# Controller upgrades..



## Crimnick (May 28, 2006)

Didnt see anything come up on this...so I thought it needed thread...

Some of us just dont have the budget for a high end electronic controller...

What upgrades can a do-it-your-selfer add to a standard controller to improve control?

Braking pots?

Sensitivity pot?

Bueller?


----------



## noddaz (Aug 6, 1999)

*Get a grip....*

Something new..
No, I haven't tried it.
But since it is a controller thread...

http://etgrip.com/

Scott


----------



## Crimnick (May 28, 2006)

heh heh...


----------



## martybauer31 (Jan 27, 2004)

Here's a good one for the do-it-yourselfer....
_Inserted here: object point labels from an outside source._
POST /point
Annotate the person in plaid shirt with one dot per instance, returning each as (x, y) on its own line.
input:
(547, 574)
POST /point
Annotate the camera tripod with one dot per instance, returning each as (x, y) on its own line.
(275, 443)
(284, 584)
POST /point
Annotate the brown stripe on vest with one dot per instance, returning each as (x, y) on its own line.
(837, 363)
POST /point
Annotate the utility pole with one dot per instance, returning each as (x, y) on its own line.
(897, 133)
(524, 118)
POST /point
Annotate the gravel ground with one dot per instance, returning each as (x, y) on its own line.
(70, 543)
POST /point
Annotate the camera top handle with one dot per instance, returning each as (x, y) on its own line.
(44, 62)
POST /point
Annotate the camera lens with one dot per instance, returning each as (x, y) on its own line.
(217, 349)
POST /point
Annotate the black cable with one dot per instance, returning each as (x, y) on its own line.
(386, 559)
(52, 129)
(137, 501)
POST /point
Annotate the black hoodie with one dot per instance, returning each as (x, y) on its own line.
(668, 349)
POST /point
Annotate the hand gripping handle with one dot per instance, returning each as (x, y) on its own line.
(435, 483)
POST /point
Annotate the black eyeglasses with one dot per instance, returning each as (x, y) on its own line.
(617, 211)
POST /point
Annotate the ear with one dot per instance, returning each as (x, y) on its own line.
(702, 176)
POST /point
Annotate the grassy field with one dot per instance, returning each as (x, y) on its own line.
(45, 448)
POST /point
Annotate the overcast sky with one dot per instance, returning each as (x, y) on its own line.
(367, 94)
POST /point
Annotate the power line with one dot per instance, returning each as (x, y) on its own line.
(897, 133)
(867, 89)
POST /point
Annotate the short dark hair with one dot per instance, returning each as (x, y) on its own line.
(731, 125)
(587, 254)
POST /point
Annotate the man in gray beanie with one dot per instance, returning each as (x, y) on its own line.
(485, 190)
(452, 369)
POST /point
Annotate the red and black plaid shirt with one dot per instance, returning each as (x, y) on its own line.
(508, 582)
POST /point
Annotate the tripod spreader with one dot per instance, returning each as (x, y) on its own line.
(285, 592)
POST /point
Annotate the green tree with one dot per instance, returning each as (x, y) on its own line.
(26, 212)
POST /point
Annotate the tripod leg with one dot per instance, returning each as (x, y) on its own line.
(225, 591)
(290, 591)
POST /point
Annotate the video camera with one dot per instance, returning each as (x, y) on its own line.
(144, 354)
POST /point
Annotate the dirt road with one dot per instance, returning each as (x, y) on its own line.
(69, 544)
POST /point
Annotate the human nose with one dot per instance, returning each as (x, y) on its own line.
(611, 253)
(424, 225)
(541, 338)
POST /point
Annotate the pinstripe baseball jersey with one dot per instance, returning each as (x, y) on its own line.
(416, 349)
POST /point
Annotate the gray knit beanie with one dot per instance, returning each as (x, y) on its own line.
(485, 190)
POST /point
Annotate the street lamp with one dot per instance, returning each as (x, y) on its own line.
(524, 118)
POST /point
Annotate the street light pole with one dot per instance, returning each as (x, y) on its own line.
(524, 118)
http://howorld.fsmra.com/archives/howto/controllermod/resistor.html


----------



## 2.8powerranger (Dec 13, 2004)

add brakes to aurora russkit controllers! cheap 
,,hope this helps they work well,,, and cheap to free
--------------------------------------------------------------------------------

Hi guys,found a really cool article and got an idea.i have all these old russkit controllers sitting around so i figured id experiment.all it took was 4 feet of wire ,a t-jet copper p/u shoe and soldering equiptment and a small screw.and now my home controllers have brakes.the russkits should be the screw together type though. i used a piece of t-jet shoe as the contact ,the slot was used as the screw hole and then a small v bent in the end to contact the wiper,the wiper should make contact with the brake wire just after the wiper lifts fom the resistor but just before the trigger stop makes contact with the handle,reson for mounting it lower and opposite side was not to be close to contacting anywhere near the resistor.you do need to solder the red brake wire to the back side of the t-jet shoe.I used 14 ga wire but im sure you could prob go a little smaller ,anyhow ,it was tested and works very well.Im not sure if i posted this in the right place but if not ,feel free to move it to the proper location.heres a scanned picture of the non resistor side of the controller with the brake wire and contact hooked up.and the article that was written up. hope this is of use ,its cheap and fun.go to my gallery to check out the controller.http://homepage.mac.com/pmarchand/b...143_control.htm

--------------------------------------------------------------------------------
Last edited by 2.8powerranger : 01-04-2007 at 01:15 PM. Reason: couldnt load pic 
[Edit]


> [Reply]
> 2.8powerranger
> View Public Profile
> Send a private message to 2.8powerranger
> ...


----------



## 2.8powerranger (Dec 13, 2004)

sorry i dont think the link to the article works anymore but you can check it out in my gallery.
matt

Brakes on Stock Artin 1/43 controllers 
... So-called dynamic braking in a slot car enables the reverse current generated by ... the controller handle for the additional wire that we will add for the ...homepage.mac.com/pmarchand/brakes_artin_143_control.htm - 44k - Cached 

punch in[ Brakes on Stock Artin 1/43 controllers] into yahoo search and it will come up,,,great article!


----------



## Crimnick (May 28, 2006)

Those are good...

I allready have a three wire parma eco 25 for running SS storm on 18v

I dont expect to get the performance or range of an electronic...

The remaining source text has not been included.